Al-Watan reported that the soccer players involved in this affair were from the Al-Taif region, and that some of them belonged to the region's well-known Al-Rashid team. In another article, Al-Rashid captain Ja'far 'Attas said that three of his players had left the team. A few days later, team members confirmed that the three had become devout and, under the influence of various fatwas , had begun to believe that soccer was forbidden by religious law.
One of the three, Majid Al-Sawat, was arrested while planning to carry out a suicide bombing in Iraq. He appeared on Al-Iraqiya TV four months ago, claiming that he had fallen victim to one of the groups which take those who come to Iraq and hold them against their will in order to make them commit acts of terrorism.
One of the anti-soccer fatwas was published in full in Al-Watan on August 25, 2005. It is very long and we will not reproduce it in full, but the opening section gives the tone. The fatwa declared that it is only permissible to play soccer when its rules are different than the accepted international rules. This was based on a hadith [Prophetic tradition] which forbids Muslims to imitate Christians and Jews. The fatwa read:
1. Don't play soccer with four lines [surrounding the field], since this is the way of the non-believers, and the international soccer rules require drawing [these lines] before playing.

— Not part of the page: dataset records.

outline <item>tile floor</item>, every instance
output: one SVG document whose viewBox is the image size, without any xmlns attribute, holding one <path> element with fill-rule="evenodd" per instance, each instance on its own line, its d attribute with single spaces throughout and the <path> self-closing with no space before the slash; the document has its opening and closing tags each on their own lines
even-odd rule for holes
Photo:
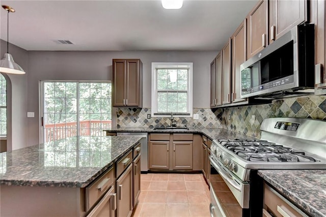
<svg viewBox="0 0 326 217">
<path fill-rule="evenodd" d="M 209 189 L 202 174 L 141 174 L 132 216 L 209 217 Z"/>
</svg>

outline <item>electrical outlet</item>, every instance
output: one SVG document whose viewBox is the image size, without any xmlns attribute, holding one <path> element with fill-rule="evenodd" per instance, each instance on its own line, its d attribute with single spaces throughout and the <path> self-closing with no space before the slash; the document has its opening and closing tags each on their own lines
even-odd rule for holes
<svg viewBox="0 0 326 217">
<path fill-rule="evenodd" d="M 256 121 L 256 117 L 254 115 L 252 115 L 251 120 L 250 120 L 250 122 L 251 122 L 252 124 L 254 124 L 255 123 L 255 121 Z"/>
</svg>

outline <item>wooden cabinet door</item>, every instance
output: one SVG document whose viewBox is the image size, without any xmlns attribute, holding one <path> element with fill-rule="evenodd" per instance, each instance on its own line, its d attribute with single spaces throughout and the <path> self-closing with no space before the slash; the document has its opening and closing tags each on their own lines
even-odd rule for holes
<svg viewBox="0 0 326 217">
<path fill-rule="evenodd" d="M 216 100 L 216 59 L 210 63 L 210 107 L 215 106 Z"/>
<path fill-rule="evenodd" d="M 207 177 L 206 171 L 207 170 L 207 146 L 204 143 L 202 144 L 203 147 L 203 156 L 202 160 L 202 172 L 205 178 Z"/>
<path fill-rule="evenodd" d="M 232 103 L 246 101 L 241 96 L 241 71 L 240 66 L 246 60 L 246 20 L 232 36 Z"/>
<path fill-rule="evenodd" d="M 267 45 L 267 0 L 260 0 L 247 18 L 248 59 Z"/>
<path fill-rule="evenodd" d="M 215 101 L 215 105 L 222 104 L 223 87 L 223 68 L 222 68 L 222 54 L 220 52 L 216 56 L 216 93 Z"/>
<path fill-rule="evenodd" d="M 137 157 L 133 160 L 133 207 L 137 204 L 138 197 L 141 193 L 141 155 L 139 154 Z"/>
<path fill-rule="evenodd" d="M 113 60 L 113 106 L 123 106 L 125 103 L 126 64 L 124 60 Z"/>
<path fill-rule="evenodd" d="M 231 38 L 222 49 L 222 104 L 231 103 Z"/>
<path fill-rule="evenodd" d="M 169 170 L 169 141 L 149 142 L 149 169 Z"/>
<path fill-rule="evenodd" d="M 130 216 L 132 213 L 132 164 L 117 180 L 118 216 Z"/>
<path fill-rule="evenodd" d="M 139 60 L 126 61 L 126 104 L 128 106 L 138 106 L 140 102 Z"/>
<path fill-rule="evenodd" d="M 173 142 L 173 170 L 193 169 L 193 142 Z"/>
<path fill-rule="evenodd" d="M 116 204 L 114 187 L 106 192 L 87 217 L 114 217 L 116 216 Z"/>
<path fill-rule="evenodd" d="M 307 2 L 307 0 L 268 1 L 269 44 L 295 25 L 308 21 Z"/>
</svg>

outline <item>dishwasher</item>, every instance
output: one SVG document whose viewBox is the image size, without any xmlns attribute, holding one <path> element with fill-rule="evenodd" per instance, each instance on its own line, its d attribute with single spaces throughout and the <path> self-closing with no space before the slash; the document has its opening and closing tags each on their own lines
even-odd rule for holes
<svg viewBox="0 0 326 217">
<path fill-rule="evenodd" d="M 117 132 L 117 136 L 119 135 L 138 135 L 142 137 L 141 142 L 141 172 L 142 173 L 147 173 L 148 171 L 148 143 L 147 132 Z"/>
</svg>

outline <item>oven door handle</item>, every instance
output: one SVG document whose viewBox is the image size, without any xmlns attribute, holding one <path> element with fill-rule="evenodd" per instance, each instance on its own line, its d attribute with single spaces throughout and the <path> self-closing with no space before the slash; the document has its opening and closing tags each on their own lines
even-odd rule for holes
<svg viewBox="0 0 326 217">
<path fill-rule="evenodd" d="M 238 185 L 235 184 L 234 181 L 228 177 L 228 175 L 220 169 L 220 166 L 218 165 L 216 163 L 214 162 L 214 160 L 212 158 L 211 156 L 209 157 L 209 161 L 210 161 L 210 163 L 213 165 L 213 166 L 215 168 L 216 170 L 218 171 L 220 175 L 222 177 L 222 178 L 223 178 L 225 181 L 227 181 L 229 184 L 231 185 L 232 187 L 237 189 L 238 191 L 240 192 L 242 191 L 242 188 L 239 187 Z"/>
</svg>

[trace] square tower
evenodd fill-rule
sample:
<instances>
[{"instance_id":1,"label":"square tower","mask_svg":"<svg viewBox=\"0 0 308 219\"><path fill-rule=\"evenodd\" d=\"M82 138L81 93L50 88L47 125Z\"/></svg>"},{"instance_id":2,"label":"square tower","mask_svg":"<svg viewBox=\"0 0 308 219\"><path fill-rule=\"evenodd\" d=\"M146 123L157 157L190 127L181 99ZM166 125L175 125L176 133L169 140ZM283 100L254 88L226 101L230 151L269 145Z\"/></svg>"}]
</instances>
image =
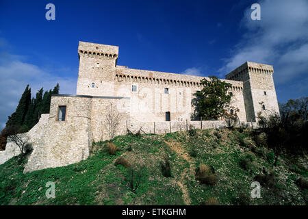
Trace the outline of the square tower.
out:
<instances>
[{"instance_id":1,"label":"square tower","mask_svg":"<svg viewBox=\"0 0 308 219\"><path fill-rule=\"evenodd\" d=\"M226 75L226 79L243 81L243 96L247 122L256 122L257 115L279 113L272 66L246 62Z\"/></svg>"},{"instance_id":2,"label":"square tower","mask_svg":"<svg viewBox=\"0 0 308 219\"><path fill-rule=\"evenodd\" d=\"M112 96L118 47L79 41L77 95Z\"/></svg>"}]
</instances>

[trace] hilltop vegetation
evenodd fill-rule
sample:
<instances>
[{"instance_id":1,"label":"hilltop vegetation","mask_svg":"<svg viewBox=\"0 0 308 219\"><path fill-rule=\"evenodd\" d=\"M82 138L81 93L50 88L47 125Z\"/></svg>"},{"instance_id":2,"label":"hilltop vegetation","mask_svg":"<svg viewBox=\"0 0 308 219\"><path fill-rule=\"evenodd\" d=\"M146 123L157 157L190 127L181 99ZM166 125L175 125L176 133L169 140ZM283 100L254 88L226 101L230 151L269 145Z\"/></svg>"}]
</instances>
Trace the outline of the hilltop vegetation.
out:
<instances>
[{"instance_id":1,"label":"hilltop vegetation","mask_svg":"<svg viewBox=\"0 0 308 219\"><path fill-rule=\"evenodd\" d=\"M26 159L15 157L0 165L0 204L307 205L307 157L281 155L274 166L259 137L227 129L118 136L94 143L86 160L25 175ZM255 181L261 198L251 197Z\"/></svg>"}]
</instances>

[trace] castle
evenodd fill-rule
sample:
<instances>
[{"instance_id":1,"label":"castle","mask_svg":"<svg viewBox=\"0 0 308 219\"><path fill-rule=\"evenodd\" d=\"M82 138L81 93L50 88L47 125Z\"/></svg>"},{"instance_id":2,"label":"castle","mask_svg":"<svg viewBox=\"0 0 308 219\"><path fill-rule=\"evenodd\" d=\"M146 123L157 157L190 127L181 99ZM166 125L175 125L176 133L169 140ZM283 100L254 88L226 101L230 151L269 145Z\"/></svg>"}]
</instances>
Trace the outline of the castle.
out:
<instances>
[{"instance_id":1,"label":"castle","mask_svg":"<svg viewBox=\"0 0 308 219\"><path fill-rule=\"evenodd\" d=\"M54 94L49 114L29 131L34 149L25 172L86 159L93 141L109 139L108 107L120 116L116 135L142 127L145 133L223 126L192 121L193 94L203 77L132 69L117 65L118 47L79 42L76 95ZM279 112L270 65L246 62L221 79L232 84L231 105L241 123L256 125L259 112Z\"/></svg>"}]
</instances>

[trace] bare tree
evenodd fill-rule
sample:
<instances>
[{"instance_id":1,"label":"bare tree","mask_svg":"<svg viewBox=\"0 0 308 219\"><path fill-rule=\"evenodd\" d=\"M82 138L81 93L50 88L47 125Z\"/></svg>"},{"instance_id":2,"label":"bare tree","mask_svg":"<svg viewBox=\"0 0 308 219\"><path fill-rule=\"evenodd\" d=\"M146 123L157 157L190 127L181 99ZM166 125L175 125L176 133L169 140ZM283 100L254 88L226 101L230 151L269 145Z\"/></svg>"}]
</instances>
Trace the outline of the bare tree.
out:
<instances>
[{"instance_id":1,"label":"bare tree","mask_svg":"<svg viewBox=\"0 0 308 219\"><path fill-rule=\"evenodd\" d=\"M224 111L224 120L229 129L233 129L236 125L238 121L238 112L239 111L238 108L233 106L230 107L228 110Z\"/></svg>"},{"instance_id":2,"label":"bare tree","mask_svg":"<svg viewBox=\"0 0 308 219\"><path fill-rule=\"evenodd\" d=\"M29 136L26 132L20 133L22 131L18 130L16 127L10 127L7 132L10 133L8 136L8 142L13 142L17 145L21 150L21 155L23 156L28 151L31 150L31 145L29 141Z\"/></svg>"},{"instance_id":3,"label":"bare tree","mask_svg":"<svg viewBox=\"0 0 308 219\"><path fill-rule=\"evenodd\" d=\"M106 127L109 134L109 138L112 140L115 136L118 127L120 124L120 113L114 103L111 103L107 109L106 115Z\"/></svg>"}]
</instances>

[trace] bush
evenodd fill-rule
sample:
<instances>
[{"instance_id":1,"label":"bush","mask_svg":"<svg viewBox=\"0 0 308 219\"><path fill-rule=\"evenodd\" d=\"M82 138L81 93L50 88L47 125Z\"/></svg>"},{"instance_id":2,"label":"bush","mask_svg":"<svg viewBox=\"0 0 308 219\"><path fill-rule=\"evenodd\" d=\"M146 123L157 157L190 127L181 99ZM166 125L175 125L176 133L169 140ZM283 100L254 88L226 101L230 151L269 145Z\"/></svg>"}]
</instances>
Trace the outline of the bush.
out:
<instances>
[{"instance_id":1,"label":"bush","mask_svg":"<svg viewBox=\"0 0 308 219\"><path fill-rule=\"evenodd\" d=\"M244 141L243 138L242 138L241 136L238 136L238 141L240 146L245 146L245 147L246 146L246 142Z\"/></svg>"},{"instance_id":2,"label":"bush","mask_svg":"<svg viewBox=\"0 0 308 219\"><path fill-rule=\"evenodd\" d=\"M216 177L214 174L210 174L201 178L201 181L202 184L214 185L216 183Z\"/></svg>"},{"instance_id":3,"label":"bush","mask_svg":"<svg viewBox=\"0 0 308 219\"><path fill-rule=\"evenodd\" d=\"M107 143L107 151L110 155L114 155L116 152L120 150L114 143Z\"/></svg>"},{"instance_id":4,"label":"bush","mask_svg":"<svg viewBox=\"0 0 308 219\"><path fill-rule=\"evenodd\" d=\"M148 174L144 166L131 166L128 169L125 179L129 184L129 190L137 194L140 185L146 184L147 177Z\"/></svg>"},{"instance_id":5,"label":"bush","mask_svg":"<svg viewBox=\"0 0 308 219\"><path fill-rule=\"evenodd\" d=\"M205 202L205 205L218 205L218 201L216 197L210 197Z\"/></svg>"},{"instance_id":6,"label":"bush","mask_svg":"<svg viewBox=\"0 0 308 219\"><path fill-rule=\"evenodd\" d=\"M253 179L261 185L268 186L269 188L274 188L276 185L276 175L273 171L267 175L257 175Z\"/></svg>"},{"instance_id":7,"label":"bush","mask_svg":"<svg viewBox=\"0 0 308 219\"><path fill-rule=\"evenodd\" d=\"M160 166L162 169L162 173L165 177L171 177L171 166L170 164L170 162L168 159L165 159L164 163L161 162Z\"/></svg>"},{"instance_id":8,"label":"bush","mask_svg":"<svg viewBox=\"0 0 308 219\"><path fill-rule=\"evenodd\" d=\"M251 198L246 194L241 193L238 198L233 198L232 203L234 205L249 205Z\"/></svg>"},{"instance_id":9,"label":"bush","mask_svg":"<svg viewBox=\"0 0 308 219\"><path fill-rule=\"evenodd\" d=\"M196 157L197 155L197 151L195 149L192 149L189 152L189 155L192 157Z\"/></svg>"},{"instance_id":10,"label":"bush","mask_svg":"<svg viewBox=\"0 0 308 219\"><path fill-rule=\"evenodd\" d=\"M253 140L258 146L266 146L266 138L264 134L253 133Z\"/></svg>"},{"instance_id":11,"label":"bush","mask_svg":"<svg viewBox=\"0 0 308 219\"><path fill-rule=\"evenodd\" d=\"M192 125L190 125L190 130L188 130L188 133L190 136L194 137L196 134L196 130L194 129L194 127Z\"/></svg>"},{"instance_id":12,"label":"bush","mask_svg":"<svg viewBox=\"0 0 308 219\"><path fill-rule=\"evenodd\" d=\"M202 184L215 185L216 177L211 168L206 164L201 164L196 172L196 178Z\"/></svg>"},{"instance_id":13,"label":"bush","mask_svg":"<svg viewBox=\"0 0 308 219\"><path fill-rule=\"evenodd\" d=\"M275 155L274 155L274 153L272 153L272 152L268 153L266 155L266 158L268 159L268 161L270 164L274 164L274 160L275 160Z\"/></svg>"},{"instance_id":14,"label":"bush","mask_svg":"<svg viewBox=\"0 0 308 219\"><path fill-rule=\"evenodd\" d=\"M131 164L129 163L129 162L124 157L118 157L116 162L114 163L114 165L118 166L119 164L121 164L125 168L129 168L131 166Z\"/></svg>"},{"instance_id":15,"label":"bush","mask_svg":"<svg viewBox=\"0 0 308 219\"><path fill-rule=\"evenodd\" d=\"M308 189L308 180L302 177L296 181L296 184L302 189Z\"/></svg>"},{"instance_id":16,"label":"bush","mask_svg":"<svg viewBox=\"0 0 308 219\"><path fill-rule=\"evenodd\" d=\"M221 135L219 133L218 131L214 131L214 135L217 137L218 139L221 138Z\"/></svg>"},{"instance_id":17,"label":"bush","mask_svg":"<svg viewBox=\"0 0 308 219\"><path fill-rule=\"evenodd\" d=\"M250 162L247 158L242 158L239 162L240 166L244 170L249 169Z\"/></svg>"}]
</instances>

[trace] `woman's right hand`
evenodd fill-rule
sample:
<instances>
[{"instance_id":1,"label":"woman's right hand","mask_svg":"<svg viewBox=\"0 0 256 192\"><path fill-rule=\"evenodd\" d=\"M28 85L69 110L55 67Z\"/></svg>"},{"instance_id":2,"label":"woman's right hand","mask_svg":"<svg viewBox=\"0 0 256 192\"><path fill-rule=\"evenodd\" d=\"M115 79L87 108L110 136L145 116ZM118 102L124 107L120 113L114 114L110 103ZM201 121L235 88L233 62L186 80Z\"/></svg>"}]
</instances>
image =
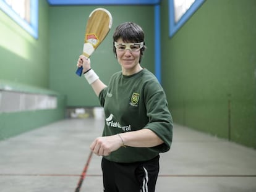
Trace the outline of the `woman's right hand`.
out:
<instances>
[{"instance_id":1,"label":"woman's right hand","mask_svg":"<svg viewBox=\"0 0 256 192\"><path fill-rule=\"evenodd\" d=\"M77 61L77 67L83 67L83 73L91 69L91 61L89 58L87 58L83 55L80 55Z\"/></svg>"}]
</instances>

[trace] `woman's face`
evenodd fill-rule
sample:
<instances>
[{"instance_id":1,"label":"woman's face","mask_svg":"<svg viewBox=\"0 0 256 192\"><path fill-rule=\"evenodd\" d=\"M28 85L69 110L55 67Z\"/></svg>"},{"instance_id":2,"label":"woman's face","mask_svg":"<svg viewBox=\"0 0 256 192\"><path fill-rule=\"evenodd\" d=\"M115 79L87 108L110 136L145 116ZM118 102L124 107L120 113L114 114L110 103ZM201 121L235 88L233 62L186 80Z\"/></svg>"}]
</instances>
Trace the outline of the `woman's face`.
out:
<instances>
[{"instance_id":1,"label":"woman's face","mask_svg":"<svg viewBox=\"0 0 256 192\"><path fill-rule=\"evenodd\" d=\"M136 72L139 65L140 56L140 43L124 43L122 40L118 40L115 43L116 56L118 62L122 67L124 75L131 75Z\"/></svg>"}]
</instances>

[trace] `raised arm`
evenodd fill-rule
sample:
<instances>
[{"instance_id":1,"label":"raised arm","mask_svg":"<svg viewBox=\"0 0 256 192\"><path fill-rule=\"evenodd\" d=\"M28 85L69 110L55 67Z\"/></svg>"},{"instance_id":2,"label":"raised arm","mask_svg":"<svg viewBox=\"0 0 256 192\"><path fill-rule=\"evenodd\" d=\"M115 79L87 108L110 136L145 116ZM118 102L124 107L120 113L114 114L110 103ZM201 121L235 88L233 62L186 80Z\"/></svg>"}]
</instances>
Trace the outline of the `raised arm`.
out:
<instances>
[{"instance_id":1,"label":"raised arm","mask_svg":"<svg viewBox=\"0 0 256 192\"><path fill-rule=\"evenodd\" d=\"M106 85L100 80L98 75L95 73L93 70L92 69L90 59L88 59L83 55L80 56L77 66L78 67L83 67L83 75L88 81L89 84L92 85L96 95L98 96L100 91L106 87Z\"/></svg>"}]
</instances>

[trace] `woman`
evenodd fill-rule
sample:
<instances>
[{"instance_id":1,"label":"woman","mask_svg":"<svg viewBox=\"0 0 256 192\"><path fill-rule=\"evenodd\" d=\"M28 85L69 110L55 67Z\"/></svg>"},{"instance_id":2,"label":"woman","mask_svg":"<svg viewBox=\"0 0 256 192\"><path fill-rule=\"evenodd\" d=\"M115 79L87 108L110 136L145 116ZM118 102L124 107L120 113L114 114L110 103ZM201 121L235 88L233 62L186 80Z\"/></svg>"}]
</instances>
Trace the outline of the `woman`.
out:
<instances>
[{"instance_id":1,"label":"woman","mask_svg":"<svg viewBox=\"0 0 256 192\"><path fill-rule=\"evenodd\" d=\"M77 66L104 107L103 136L91 150L102 156L104 191L155 191L159 154L170 149L173 120L166 96L156 77L140 63L145 49L144 33L132 22L119 25L113 35L113 51L122 70L108 86L79 57Z\"/></svg>"}]
</instances>

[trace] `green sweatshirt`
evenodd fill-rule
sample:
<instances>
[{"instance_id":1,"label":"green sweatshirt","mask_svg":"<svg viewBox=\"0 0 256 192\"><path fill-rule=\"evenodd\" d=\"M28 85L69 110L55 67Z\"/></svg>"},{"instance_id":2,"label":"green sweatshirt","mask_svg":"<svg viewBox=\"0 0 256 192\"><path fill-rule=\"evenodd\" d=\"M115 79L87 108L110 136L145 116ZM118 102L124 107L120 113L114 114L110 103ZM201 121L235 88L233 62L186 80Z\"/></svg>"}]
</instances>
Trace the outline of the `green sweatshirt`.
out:
<instances>
[{"instance_id":1,"label":"green sweatshirt","mask_svg":"<svg viewBox=\"0 0 256 192\"><path fill-rule=\"evenodd\" d=\"M105 158L116 162L151 159L169 151L173 139L173 119L163 88L155 75L144 69L125 76L114 73L99 95L104 107L103 136L148 128L164 143L152 148L120 148Z\"/></svg>"}]
</instances>

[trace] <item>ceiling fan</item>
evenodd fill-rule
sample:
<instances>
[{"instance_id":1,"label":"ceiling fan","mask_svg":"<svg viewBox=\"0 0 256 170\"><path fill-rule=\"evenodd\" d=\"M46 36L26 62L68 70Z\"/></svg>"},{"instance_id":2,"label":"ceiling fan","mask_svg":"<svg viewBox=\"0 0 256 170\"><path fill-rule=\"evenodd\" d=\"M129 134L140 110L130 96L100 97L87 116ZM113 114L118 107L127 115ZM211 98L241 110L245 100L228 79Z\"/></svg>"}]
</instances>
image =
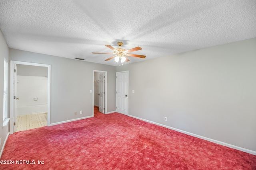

2. One should not use the terminology established by the non-believers and the polytheists, like: 'foul,' 'penalty kick,' 'corner kick,' 'goal,' and 'out of bounds.' Whoever pronounces these terms should be punished, reprimanded, kicked out of the game, and should even be told in public: 'You have come to resemble the non-believers and the polytheists, and this has been forbidden.'
The Saudi authorities were quick to rebut these claims. Sheikh 'Abd Al-Muhsin Al-'Abikan, an advisor in the Saudi Justice Department, said that soccer is permitted so long as various shari'a prohibitions are not violated. According to him, the interpretation concerning the 'rules of the game and the prohibition against using terms such as "foul", "penalty kick" etc. is misguided, since even the Prophet Muhammad used non-Arabic expressions in the hadith, and even Allah used some non-Arabic words in His book [the Koran]. Therefore there is nothing wrong with occasionally using a language that is not [the language] of the Arabs, and this is not considered imitation [of the non-believers].
What is more, 'There is nothing wrong with the lines [surrounding the field], the referee, and the soccer rules. All things that come from the West but are not unique to it are permitted. Soccer has become a world sport and does not belong only to the non-believers. The conditions that some people have established in order to distinguish [Muslims] from non-believers are extreme and derive from a lack of understanding of the shari'a and the literature of religious law.' Al-'Abikan also warned young people not to heed fatwas of this kind and recommended that they approach senior religious authorities and ask them to issue fatwas on important issues like these.